2.2.1 Unter Beachtung dieser Grundsätze haben die Kläger einen Anspruch auf Ersatz des merkantilen Minderwertes in Höhe von 27.871,20 EUR.
Der Anspruch auf Ersatz des merkantilen Minderwertes ist Bestandteil der Entschädigung und wurde den Klägern zu Unrecht versagt.
2.2.1.1 Ein merkantiler Minderwert ist anzunehmen, wenn eine beschädigte Sache trotz technisch einwandfreier Reparatur wegen des Schadensfalls am Markt geringer bewertet wird (Oetker in Münchener Kommentar BGB, Stand 2019, § 249 Rn. 53). Es ist anerkannt, dass ein merkantiler Minderwert auch bei der Beschädigung eines Gebäudes entstehen kann und auch dann vorliegt, wenn der Eigentümer das Haus nicht veräußern will (vgl. hierzu BGH, U.v. 2.4.1981 – III ZR 186/79 – juris Rn. 8). Die im Schadensrecht entwickelten Grundsätze zum merkantilen Minderwert finden auch im Falle einer zu leistenden Entschädigung Anwendung. Der merkantile Minderwert ist schadensersatzrechtlich genau die Wertdifferenz einer Sache vor dem Schadensereignis und nach Durchführung der Reparatur. Die Tatsache, dass der Eigentümer einer Sache es hinnehmen muss, dass der Sache auch nach einer völligen und ordnungsgemäßen Reparatur im Verkehr wegen der Befürchtung von versteckten Mängeln ein geringerer Wert beigemessen wird, stellt eine Substanzbeeinträchtigung der Sache dar und ist nicht als Folgeschaden einzuordnen (BGH, U.v. 2.4.1981 – III ZR 186/79 – juris Rn. 9).

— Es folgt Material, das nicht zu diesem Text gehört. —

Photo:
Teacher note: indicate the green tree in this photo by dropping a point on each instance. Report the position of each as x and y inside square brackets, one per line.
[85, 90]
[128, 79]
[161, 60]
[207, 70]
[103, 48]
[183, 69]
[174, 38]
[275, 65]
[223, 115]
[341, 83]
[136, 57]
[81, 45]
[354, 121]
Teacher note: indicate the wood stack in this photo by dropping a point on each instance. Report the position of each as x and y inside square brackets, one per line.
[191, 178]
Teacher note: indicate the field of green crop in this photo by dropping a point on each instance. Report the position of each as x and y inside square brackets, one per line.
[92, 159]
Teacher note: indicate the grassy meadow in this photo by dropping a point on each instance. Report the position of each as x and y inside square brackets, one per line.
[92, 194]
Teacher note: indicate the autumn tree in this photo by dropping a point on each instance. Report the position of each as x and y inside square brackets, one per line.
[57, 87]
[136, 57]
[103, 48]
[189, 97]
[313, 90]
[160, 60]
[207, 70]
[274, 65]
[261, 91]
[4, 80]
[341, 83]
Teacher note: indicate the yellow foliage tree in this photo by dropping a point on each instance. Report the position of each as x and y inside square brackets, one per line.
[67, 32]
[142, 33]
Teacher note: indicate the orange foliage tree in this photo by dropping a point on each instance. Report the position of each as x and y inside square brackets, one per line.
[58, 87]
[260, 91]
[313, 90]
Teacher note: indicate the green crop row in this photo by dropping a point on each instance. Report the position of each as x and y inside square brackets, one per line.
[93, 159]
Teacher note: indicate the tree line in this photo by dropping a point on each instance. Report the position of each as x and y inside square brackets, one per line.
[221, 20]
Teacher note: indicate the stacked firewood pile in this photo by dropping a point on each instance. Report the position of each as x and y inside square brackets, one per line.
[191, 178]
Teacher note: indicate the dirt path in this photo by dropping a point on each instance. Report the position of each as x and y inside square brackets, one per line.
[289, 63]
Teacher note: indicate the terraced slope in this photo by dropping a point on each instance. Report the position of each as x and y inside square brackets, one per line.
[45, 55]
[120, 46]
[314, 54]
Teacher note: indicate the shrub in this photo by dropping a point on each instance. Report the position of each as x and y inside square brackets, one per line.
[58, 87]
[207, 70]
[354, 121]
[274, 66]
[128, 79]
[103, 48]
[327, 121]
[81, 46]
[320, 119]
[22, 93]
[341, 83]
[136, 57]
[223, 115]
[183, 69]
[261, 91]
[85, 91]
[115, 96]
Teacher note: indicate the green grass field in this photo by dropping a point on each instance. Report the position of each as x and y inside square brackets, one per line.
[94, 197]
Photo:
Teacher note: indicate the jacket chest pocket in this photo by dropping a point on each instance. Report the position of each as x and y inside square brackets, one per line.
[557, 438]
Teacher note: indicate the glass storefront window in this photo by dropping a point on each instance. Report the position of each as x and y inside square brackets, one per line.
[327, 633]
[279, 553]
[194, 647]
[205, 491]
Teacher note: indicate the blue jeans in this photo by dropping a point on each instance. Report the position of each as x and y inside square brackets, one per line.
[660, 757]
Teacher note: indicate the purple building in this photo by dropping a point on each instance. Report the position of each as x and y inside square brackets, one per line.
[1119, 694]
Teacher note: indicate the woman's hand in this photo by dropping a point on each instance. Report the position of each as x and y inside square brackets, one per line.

2.2.1.2 Mit Gutachten vom 12. Januar 2017 stellte der zum Gutachten des Sachverständigen … hinzugezogene Sachverständige … einen merkantilen Minderwert in Höhe von 5,25% des mängelfreien Gebäudewertes (27.871,20 EUR) fest.
Das Gericht sieht keinen Anlass an der Wertermittlung durch den Sachverständigen … zu zweifeln.
Gemäß § 96 Abs. 1 Satz 2 i.V.m. Satz 1 WHG ist für die Bemessung des Umfangs der Entschädigung vom Ertragswert auszugehen, der durch den Umfang der gezogenen und eingeleiteten Nutzung bestimmt wird. Gemäß § 96 Abs. 1 Satz 4 WHG ist, soweit darüber hinaus der Verkehrswert von Grundstücken gemindert wird, auch dafür Entschädigung zu leisten. § 8 der Immobilienwertermittlungsverordnung ist zu entnehmen, dass zur Ermittlung des Verkehrswertes das Vergleichswertverfahren, das Ertragswertverfahren, das Sachwertverfahren oder mehrere dieser Verfahren herangezogen werden können.
Der Sachverständige … hat in seinem Gutachten das Ertragswertverfahren angewandt. Dies begegnet nach Einschätzung des erkennenden Gerichtes keinen Bedenken. Der Sachverständige hat nachvollziehbar dargelegt, warum die Anwendung des Sachwertverfahrens mangels Vorliegens einer erforderlichen Datengrundlage für den in die Berechnung einzubeziehenden Marktanpassungsfaktor im vorliegenden Fall ausscheidet. In der mündlichen Verhandlung vom 13. Mai 2020 führte der Vertreter des Landratsamtes aus, dass eine Nachfrage beim Gutachterausschuss ergeben habe, dass die zur Festsetzung des Marktanpassungsfaktors erforderlichen Daten nicht vorhanden seien.
Vor diesem Hintergrund erscheint die Anwendung des Ertragswertverfahrens als sachgerechte, letztlich auch mit der Systematik des § 96 Abs. 1 WHG bestmöglich im Einklang stehende Lösung.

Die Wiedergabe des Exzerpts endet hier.